I’m underwater and my feet aren’t touching bottom yet. How much deeper can I go?

My Journal – September 9, 2010

During the “now normal,” I’ve tried to connect more with pen and paper–something simpler that transcends the weird times we’re currently living in. But, sometimes, nothing beats my digital diary Day One that I’ve been using for years. I’ve begun jotting down some thoughts early each morning before the day starts. I always have my iPad handy, so it’s easy and satisfying.

It offers a feature called “On This Day” that shows you historical entries made on today’s date in previous years. Today’s date had two entries:

  • First Day of Radiation at 7:11 a.m., when I talk about today’s date being the first day of Ken’s 5-week radiation schedule, optimistic that he’ll get some pain relief.
  • In Crisis at 9:06 p.m., when I talk about how I was grilling dinner outside and sobbing into the phone, talking to a friend about how lost I felt in terms of how to deal with the unspoken truth that Ken’s cancer was terminal.

The first entry made sense to me, but I was surprised–pleasantly–that I no longer measured the passage of time in milestones from my life with Ken–the difficult ones, at least. Certainly, some dates are still meaningful to me, but from this vantage point, it’s difficult to remember all of them. I don’t remember the first part of the day, but when I read the second entry about feeling like I was in crisis, I remembered the feeling around it. I was terrified that I wouldn’t handle the emotional stress of our situation and fail in supporting Ken and seeing him through something so devastating.

During our then-nine years together, I’d always been honest with Ken. We’d shared everything with each other–the bad as well as the good. But when his cancer returned around the time of this entry, our relationship splintered in some ways for me. I wouldn’t burden him with the mechanics of how I was dealing with things. He was dealing with enough. And what I mean by that is I cared for him openly, but performed self-care much more subtly–though I told him when I was going to therapy. I knew my life then was like the instructions you hear on an airplane: deploy your own oxygen before helping anyone else. Selfishness belies self-preservation.

When I read these entries, I’m not reading about me–the Now Me. It seems like a previous life–and in so many ways, it is. I’ve wept for this guy as I’ve read his words, as he pierced his heart to let the words flow onto the page, unfiltered. I feel honored he trusted me to read these words years later. He impresses me still. Standing steadfast alongside his husband–outwardly projecting humor and as much confidence as he could muster, though inside, he swirled with doubt and sadness that he (thankfully) didn’t have time to pay attention to.

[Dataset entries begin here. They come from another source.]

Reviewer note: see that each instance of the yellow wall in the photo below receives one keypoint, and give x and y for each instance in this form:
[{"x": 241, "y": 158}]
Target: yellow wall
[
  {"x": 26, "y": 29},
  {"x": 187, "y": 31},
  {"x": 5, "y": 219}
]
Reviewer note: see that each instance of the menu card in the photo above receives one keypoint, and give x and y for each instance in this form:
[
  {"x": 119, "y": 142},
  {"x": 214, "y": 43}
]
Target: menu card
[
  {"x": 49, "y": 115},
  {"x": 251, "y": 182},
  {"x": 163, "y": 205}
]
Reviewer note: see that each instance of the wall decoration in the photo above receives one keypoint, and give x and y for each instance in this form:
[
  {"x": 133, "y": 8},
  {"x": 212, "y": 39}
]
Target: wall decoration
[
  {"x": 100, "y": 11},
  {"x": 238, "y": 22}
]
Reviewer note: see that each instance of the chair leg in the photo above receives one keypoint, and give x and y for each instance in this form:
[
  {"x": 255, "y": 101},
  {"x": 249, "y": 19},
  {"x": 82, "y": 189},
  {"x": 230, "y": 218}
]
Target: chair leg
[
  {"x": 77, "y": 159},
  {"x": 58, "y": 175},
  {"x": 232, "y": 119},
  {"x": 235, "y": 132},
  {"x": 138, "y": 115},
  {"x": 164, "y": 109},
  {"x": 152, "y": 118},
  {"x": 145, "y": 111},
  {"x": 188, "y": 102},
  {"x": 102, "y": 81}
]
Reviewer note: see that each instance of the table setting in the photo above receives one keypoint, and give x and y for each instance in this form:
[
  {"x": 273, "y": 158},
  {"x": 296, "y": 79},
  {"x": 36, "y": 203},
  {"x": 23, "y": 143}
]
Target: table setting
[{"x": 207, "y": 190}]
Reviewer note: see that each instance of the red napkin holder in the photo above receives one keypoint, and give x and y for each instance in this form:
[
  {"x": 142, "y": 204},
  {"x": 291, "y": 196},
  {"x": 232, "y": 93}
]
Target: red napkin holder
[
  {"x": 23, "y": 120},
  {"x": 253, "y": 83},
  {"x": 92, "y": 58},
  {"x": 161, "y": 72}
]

This guy’s journal was the single most significant part of his self-care routine. I never thought I’d need to read it to remember how I was feeling at a time I thought I could never possibly forget–especially the pain. But getting a glimpse of this guy once in a while–everything he was thinking–reminds me of the grit I posses when needed. And given the state of the world now, it’s a reminder I’m forever grateful for.